Baylor College of Medicine Houston, Texas
Professor, Lester & Sue Smith Breast Center, Departments of Medicine, Biochemistry and Molecular Biology Associate Director of Education, Lester & Sue Smith Breast Center, Department of Medicine
Identifying drivers of resistance and new treatment strategies in advanced estrogen receptor-positive and HER2-positive breast cancers.
While treatments for estrogen receptor (ER)-positive and HER2-positive breast cancers have greatly improved outcomes for patients, many still experience disease progression when their cancers develop resistance. These resistant cancers can spread, leading to worse outcomes and limited treatment options. By identifying how resistance develops, researchers can design more effective treatments that prevent recurrence and improve survival. Drs. Osborne and Schiff and their teams conduct laboratory and clinical studies to understand resistance to endocrine and anti-HER2 therapy and develop new treatment strategies to overcome it. They have a growing panel of sophisticated experimental models of drug resistance and metastasis, as well as data from clinical specimens—valuable resources to advance the understanding of the molecular drivers of drug resistance that can be shared with the wider research community.

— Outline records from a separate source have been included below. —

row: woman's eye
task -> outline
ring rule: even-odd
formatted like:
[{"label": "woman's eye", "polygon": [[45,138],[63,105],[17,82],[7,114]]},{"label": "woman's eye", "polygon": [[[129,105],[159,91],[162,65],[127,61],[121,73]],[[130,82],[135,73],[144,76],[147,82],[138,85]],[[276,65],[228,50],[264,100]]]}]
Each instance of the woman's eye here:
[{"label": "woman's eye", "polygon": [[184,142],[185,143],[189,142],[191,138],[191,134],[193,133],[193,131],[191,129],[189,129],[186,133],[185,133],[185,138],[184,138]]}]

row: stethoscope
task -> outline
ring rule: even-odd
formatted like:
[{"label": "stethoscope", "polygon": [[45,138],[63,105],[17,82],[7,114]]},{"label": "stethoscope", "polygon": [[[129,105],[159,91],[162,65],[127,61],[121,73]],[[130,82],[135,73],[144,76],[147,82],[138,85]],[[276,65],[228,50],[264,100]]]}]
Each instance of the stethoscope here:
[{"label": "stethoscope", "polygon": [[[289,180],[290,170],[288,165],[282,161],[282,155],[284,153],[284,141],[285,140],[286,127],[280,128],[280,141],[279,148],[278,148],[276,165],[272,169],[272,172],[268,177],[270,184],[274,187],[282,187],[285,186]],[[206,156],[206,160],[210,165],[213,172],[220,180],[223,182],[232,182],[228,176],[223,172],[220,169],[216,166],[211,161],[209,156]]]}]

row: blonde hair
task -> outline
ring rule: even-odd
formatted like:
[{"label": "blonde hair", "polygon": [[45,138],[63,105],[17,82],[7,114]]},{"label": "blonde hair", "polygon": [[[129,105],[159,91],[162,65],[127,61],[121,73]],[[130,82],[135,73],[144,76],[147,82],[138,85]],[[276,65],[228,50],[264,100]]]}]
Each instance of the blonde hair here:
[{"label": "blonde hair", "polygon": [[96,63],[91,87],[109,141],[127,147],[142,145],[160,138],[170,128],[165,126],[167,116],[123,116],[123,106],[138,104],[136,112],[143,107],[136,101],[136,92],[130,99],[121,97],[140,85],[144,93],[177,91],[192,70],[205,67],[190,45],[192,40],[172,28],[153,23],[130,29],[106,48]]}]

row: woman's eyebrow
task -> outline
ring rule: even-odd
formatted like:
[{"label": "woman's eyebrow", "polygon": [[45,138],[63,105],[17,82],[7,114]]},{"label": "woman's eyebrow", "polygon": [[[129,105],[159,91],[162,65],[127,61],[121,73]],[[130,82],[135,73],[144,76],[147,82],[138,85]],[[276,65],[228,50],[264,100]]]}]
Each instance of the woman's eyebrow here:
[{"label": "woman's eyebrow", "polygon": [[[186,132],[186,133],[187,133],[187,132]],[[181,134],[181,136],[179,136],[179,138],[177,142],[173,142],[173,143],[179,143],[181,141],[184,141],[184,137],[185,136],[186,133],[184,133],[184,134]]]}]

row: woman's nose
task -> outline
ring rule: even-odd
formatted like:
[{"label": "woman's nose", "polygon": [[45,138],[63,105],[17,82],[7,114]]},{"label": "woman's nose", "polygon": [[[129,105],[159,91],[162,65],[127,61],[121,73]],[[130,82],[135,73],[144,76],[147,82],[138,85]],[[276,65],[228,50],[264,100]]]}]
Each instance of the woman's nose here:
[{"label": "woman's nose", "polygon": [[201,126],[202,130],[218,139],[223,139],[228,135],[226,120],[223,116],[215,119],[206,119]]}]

In the past several years, the research group has used their growing panel of diverse and clinically relevant models to reveal several mechanisms of resistance to ER- and HER2-targeted therapies. In HER2-positive breast cancer, resistance often occurs through reactivation of HER pathways or alternative signaling, but combinations of HER2 targeting drugs and inhibitors of growth factors can restore sensitivity. Importantly, their work has also revealed ways to enhance the effectiveness of promising drugs like tucatinib (Tukysa®) and trastuzumab deruxtecan (Enhertu®).
In the coming year, the lab will deepen its studies on specific pathways and proteins to better understand how they drive resistance. They plan to test new treatment combinations, and they will also develop additional drug-resistant models of brain metastasis and HER2-low cancers to uncover new therapeutic vulnerabilities. Lastly, they will evaluate personalized immunotherapeutic strategies to tackle drug-resistant disease and improve patient outcomes.
Rachel Schiff, PhD is Professor at the Baylor College of Medicine, Sue & Lester Smith Breast Center and the Departments of Medicine and Molecular and Cellular Biology. She is an internationally recognized expert in breast cancer translational research and in preclinical therapeutic models, especially concerning endocrine, HER2, and additional targeted therapies. Dr. Schiff received her PhD in 1992 from Hebrew University Hadassah Medical School in Jerusalem and completed her post-doctoral fellowship at University of Texas Health Science Center, San Antonio. She joined Baylor College of Medicine in 1999 as a faculty member of the Sue & Lester Smith Breast Center.
Dr. Schiff’s research focuses on understanding key signaling pathways in breast cancer and on identifying therapeutic strategies to overcome them. Major interests include molecular aspects of estrogen receptor (ER) and HER2 action in breast cancer, the crosstalk between the ER signaling network and growth factor receptor and cellular kinase pathways, the role of ER co-regulators in breast cancer development and progression, mechanisms of resistance to targeted therapies, and the identification of biomarker and signatures of hormonal and anti-HER2 therapy resistance for therapeutic interventions. Dr. Schiff’s research is partly supported by grants from the National Cancer Institute, BCRF, Susan G. Komen for the Cure, and the Department of Defense Breast Cancer Research Program.